This heartfelt story is set in the South and told with a Southern charm. Within the first few pages, I could feel the emotions of the main character, Maggie, and understand why she finds comfort in lying about her family life. If only her sugar sweet lies were truth, and little Maggie didn't have a mother that was schizophrenic.
Maggie and her Daddy move to Pearl, Louisiana into a small house near the state mental hospital, where her mother is a patient. The house is equipped with pink azaleas, a tree house in the front yard, and a little girl named Sam. She seems to be a permanent fixture to the house, arriving at a moment's notice on her bicycle with a carefree smile and untamed strawberry-colored hair. Then one day, Sam can no longer hide the truth after appearing beaten. Over a game of "Go Fish" and peanut butter/jelly sandwiches, the girls stop lying about their mamas and realize they share a common bond: mothers that are troubled with sicknesses.

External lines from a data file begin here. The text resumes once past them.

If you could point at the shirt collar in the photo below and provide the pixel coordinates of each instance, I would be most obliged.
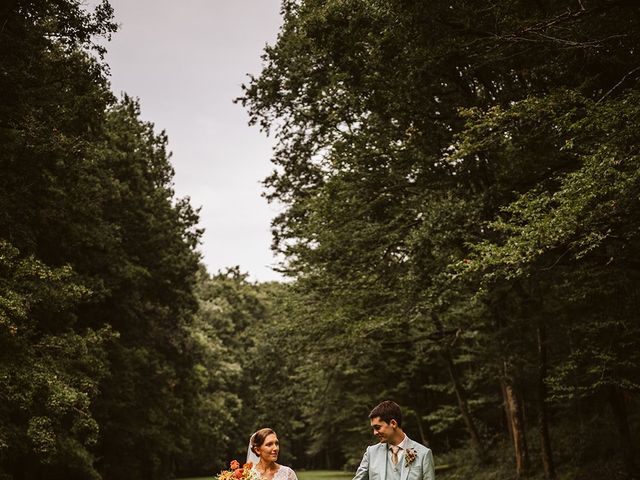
(403, 443)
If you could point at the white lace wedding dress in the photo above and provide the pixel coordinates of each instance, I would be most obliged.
(283, 473)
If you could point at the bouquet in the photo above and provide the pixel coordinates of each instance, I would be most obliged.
(237, 472)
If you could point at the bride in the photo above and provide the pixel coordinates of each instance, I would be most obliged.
(263, 453)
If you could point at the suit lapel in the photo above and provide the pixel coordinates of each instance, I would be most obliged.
(404, 470)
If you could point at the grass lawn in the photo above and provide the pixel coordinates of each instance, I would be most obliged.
(306, 475)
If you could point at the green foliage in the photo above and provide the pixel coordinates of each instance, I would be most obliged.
(459, 179)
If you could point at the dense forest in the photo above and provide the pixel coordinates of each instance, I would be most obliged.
(461, 234)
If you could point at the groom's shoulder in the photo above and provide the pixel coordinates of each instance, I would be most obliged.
(377, 447)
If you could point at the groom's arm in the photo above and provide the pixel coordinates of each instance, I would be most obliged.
(428, 468)
(363, 470)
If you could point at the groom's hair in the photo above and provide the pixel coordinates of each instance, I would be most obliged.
(387, 411)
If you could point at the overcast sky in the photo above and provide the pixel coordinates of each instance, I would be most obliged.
(185, 60)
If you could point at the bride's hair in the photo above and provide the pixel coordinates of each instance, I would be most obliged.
(258, 438)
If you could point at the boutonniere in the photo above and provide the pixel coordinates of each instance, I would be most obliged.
(409, 456)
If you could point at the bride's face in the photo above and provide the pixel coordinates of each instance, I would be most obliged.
(270, 448)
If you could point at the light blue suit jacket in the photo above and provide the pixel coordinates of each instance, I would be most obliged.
(374, 463)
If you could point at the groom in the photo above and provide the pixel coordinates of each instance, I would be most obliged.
(396, 457)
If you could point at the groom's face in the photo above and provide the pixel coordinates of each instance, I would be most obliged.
(383, 430)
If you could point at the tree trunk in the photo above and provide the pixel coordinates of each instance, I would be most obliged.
(543, 420)
(619, 409)
(513, 409)
(461, 395)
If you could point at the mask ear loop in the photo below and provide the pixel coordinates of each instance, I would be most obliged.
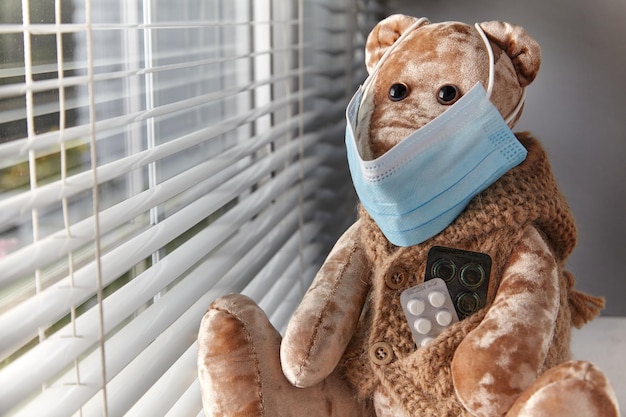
(520, 103)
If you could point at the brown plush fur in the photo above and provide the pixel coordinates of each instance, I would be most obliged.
(348, 346)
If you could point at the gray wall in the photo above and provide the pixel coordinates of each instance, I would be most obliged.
(577, 108)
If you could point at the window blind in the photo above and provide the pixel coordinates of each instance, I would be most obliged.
(156, 155)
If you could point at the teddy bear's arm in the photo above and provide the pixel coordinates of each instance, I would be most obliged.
(504, 354)
(324, 322)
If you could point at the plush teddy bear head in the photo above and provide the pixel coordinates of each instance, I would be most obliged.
(431, 68)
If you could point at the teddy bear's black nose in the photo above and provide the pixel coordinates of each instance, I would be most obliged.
(448, 94)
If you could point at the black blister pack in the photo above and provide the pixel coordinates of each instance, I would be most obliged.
(466, 275)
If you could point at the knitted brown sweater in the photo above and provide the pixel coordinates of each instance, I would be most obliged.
(420, 379)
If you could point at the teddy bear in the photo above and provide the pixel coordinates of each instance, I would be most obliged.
(348, 349)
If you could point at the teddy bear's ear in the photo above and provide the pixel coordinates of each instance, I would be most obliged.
(523, 50)
(384, 34)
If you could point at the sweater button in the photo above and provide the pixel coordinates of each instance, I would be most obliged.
(396, 278)
(381, 353)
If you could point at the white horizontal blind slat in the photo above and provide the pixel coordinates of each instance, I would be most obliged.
(30, 313)
(244, 179)
(135, 336)
(190, 403)
(46, 195)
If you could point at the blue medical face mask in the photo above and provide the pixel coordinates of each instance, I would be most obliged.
(422, 184)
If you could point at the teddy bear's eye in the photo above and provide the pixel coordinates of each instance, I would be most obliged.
(448, 94)
(398, 91)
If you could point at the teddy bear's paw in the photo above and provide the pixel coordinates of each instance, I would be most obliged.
(233, 336)
(575, 388)
(240, 373)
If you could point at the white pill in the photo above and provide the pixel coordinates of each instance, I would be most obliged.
(426, 341)
(416, 307)
(422, 326)
(444, 318)
(436, 298)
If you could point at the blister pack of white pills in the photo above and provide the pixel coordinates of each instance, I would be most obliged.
(428, 309)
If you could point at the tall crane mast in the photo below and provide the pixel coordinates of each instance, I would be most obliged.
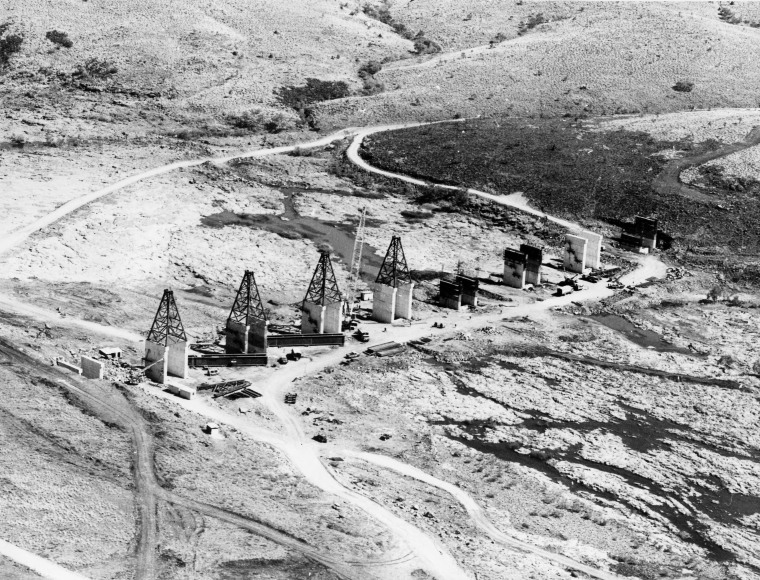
(356, 264)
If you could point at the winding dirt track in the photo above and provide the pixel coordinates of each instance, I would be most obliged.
(669, 180)
(113, 406)
(426, 551)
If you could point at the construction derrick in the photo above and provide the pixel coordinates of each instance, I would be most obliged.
(322, 305)
(167, 326)
(323, 289)
(246, 329)
(356, 263)
(166, 345)
(247, 306)
(394, 271)
(393, 286)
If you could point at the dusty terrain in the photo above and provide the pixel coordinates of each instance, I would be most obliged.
(606, 434)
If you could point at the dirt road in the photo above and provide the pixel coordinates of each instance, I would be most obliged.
(427, 551)
(516, 202)
(111, 405)
(38, 564)
(669, 180)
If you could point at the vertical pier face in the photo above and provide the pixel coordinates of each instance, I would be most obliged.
(322, 308)
(384, 303)
(404, 298)
(575, 253)
(646, 228)
(177, 360)
(166, 346)
(394, 288)
(514, 268)
(245, 330)
(593, 248)
(535, 259)
(470, 287)
(156, 363)
(450, 295)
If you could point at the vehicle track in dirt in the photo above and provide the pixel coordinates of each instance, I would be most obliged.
(429, 550)
(668, 182)
(114, 407)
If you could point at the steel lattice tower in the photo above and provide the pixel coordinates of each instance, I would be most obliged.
(323, 288)
(167, 325)
(247, 305)
(394, 270)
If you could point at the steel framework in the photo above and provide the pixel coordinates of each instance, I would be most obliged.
(167, 325)
(323, 288)
(394, 270)
(247, 305)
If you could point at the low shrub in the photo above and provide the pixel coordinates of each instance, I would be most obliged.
(370, 68)
(683, 86)
(367, 73)
(59, 38)
(94, 68)
(9, 43)
(372, 86)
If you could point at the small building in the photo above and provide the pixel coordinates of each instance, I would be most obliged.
(182, 391)
(110, 352)
(633, 243)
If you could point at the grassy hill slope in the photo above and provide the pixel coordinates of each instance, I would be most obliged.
(602, 58)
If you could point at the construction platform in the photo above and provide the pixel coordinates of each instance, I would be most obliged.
(284, 340)
(227, 360)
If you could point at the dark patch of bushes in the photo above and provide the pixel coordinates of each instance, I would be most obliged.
(382, 13)
(9, 43)
(258, 120)
(533, 21)
(314, 91)
(59, 38)
(423, 45)
(367, 73)
(683, 86)
(568, 171)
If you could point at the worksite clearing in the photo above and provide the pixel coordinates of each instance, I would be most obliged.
(391, 330)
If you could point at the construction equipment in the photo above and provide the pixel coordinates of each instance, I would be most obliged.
(361, 336)
(394, 270)
(167, 326)
(354, 274)
(227, 360)
(571, 282)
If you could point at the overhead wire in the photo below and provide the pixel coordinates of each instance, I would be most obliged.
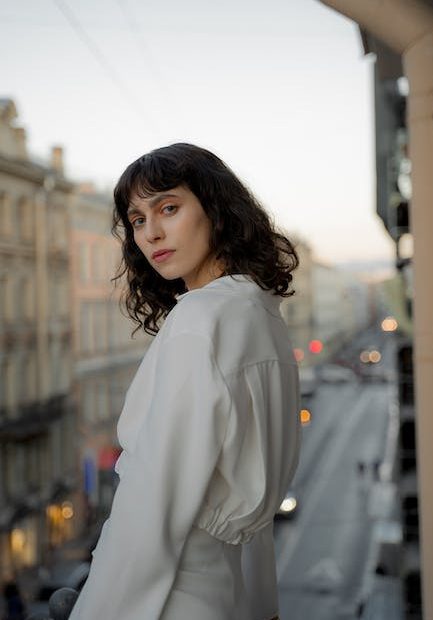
(129, 97)
(151, 64)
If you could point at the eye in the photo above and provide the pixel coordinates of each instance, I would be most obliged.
(169, 209)
(137, 221)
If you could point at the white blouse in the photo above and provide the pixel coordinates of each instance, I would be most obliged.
(210, 438)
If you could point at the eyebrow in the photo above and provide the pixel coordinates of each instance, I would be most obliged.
(132, 210)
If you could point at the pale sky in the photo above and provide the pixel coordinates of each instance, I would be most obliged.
(280, 90)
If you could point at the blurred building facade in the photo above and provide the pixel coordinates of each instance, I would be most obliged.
(400, 34)
(37, 422)
(329, 306)
(393, 195)
(66, 354)
(105, 357)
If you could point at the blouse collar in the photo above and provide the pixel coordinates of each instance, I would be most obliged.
(243, 285)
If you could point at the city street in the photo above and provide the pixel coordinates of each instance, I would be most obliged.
(323, 552)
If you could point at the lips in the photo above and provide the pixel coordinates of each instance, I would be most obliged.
(162, 255)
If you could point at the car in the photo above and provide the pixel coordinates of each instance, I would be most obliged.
(334, 373)
(289, 506)
(63, 574)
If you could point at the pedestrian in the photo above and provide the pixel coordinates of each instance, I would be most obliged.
(15, 608)
(210, 423)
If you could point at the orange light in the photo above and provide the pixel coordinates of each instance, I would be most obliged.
(305, 417)
(67, 510)
(375, 357)
(299, 354)
(389, 324)
(365, 357)
(315, 346)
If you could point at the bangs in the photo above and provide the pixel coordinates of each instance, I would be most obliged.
(148, 175)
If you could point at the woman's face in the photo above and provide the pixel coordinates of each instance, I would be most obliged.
(173, 232)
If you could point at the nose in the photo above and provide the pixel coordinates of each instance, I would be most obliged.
(153, 230)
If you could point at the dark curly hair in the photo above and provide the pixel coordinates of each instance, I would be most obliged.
(243, 237)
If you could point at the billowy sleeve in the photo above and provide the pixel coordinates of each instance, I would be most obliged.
(162, 487)
(260, 574)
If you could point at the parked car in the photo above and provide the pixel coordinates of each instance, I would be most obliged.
(334, 373)
(65, 574)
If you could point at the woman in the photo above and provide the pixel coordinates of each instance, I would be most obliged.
(209, 427)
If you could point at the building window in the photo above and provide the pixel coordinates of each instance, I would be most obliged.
(5, 215)
(25, 218)
(84, 261)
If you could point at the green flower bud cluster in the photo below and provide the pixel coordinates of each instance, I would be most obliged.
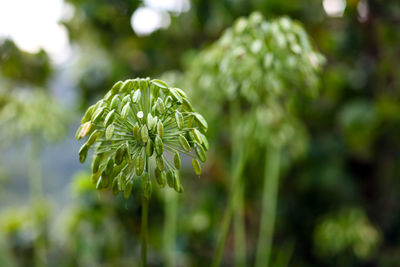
(259, 68)
(140, 122)
(31, 113)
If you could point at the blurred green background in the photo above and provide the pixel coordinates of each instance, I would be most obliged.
(338, 201)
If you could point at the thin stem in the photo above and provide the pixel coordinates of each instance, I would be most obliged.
(145, 211)
(171, 212)
(36, 191)
(268, 208)
(239, 227)
(145, 207)
(235, 202)
(232, 203)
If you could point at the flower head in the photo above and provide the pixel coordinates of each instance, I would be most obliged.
(138, 125)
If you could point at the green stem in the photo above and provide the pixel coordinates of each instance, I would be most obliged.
(35, 173)
(268, 208)
(232, 203)
(145, 208)
(235, 202)
(239, 227)
(36, 192)
(144, 230)
(171, 212)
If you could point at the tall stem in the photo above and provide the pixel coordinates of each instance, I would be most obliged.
(268, 208)
(36, 194)
(232, 203)
(239, 227)
(145, 207)
(235, 202)
(35, 174)
(145, 211)
(171, 212)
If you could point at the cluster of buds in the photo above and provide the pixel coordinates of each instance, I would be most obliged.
(140, 125)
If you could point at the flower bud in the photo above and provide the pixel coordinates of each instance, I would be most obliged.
(119, 154)
(168, 102)
(160, 163)
(88, 114)
(97, 159)
(160, 106)
(160, 177)
(78, 133)
(83, 153)
(105, 180)
(116, 103)
(170, 178)
(97, 114)
(128, 189)
(175, 95)
(139, 165)
(150, 121)
(160, 129)
(205, 142)
(109, 118)
(179, 120)
(109, 167)
(177, 181)
(93, 137)
(95, 177)
(114, 186)
(190, 121)
(200, 119)
(196, 166)
(135, 131)
(125, 111)
(99, 184)
(136, 96)
(109, 131)
(186, 105)
(146, 185)
(144, 134)
(126, 86)
(159, 145)
(126, 99)
(116, 87)
(149, 148)
(197, 136)
(201, 154)
(86, 128)
(184, 143)
(177, 160)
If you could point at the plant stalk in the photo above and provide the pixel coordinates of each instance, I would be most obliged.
(145, 208)
(235, 202)
(36, 194)
(232, 203)
(268, 208)
(239, 231)
(171, 213)
(144, 226)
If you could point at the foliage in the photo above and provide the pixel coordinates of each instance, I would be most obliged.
(137, 121)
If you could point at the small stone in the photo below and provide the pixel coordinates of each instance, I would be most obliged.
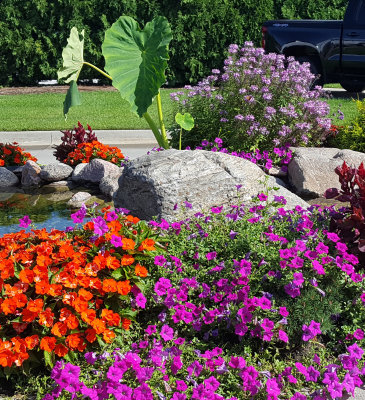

The descriptive, vibrant author takes us on a journey through the lives of two eleven-year-olds as they experience events that most adults will never encounter. They learn how to cope with family issues, a distant community, and learning life lessons. Pour a glass of sweet tea or coffee milk, sit on your porch swing, and enjoy this great read. Well done, Toni Teepell! The truth really is worth telling!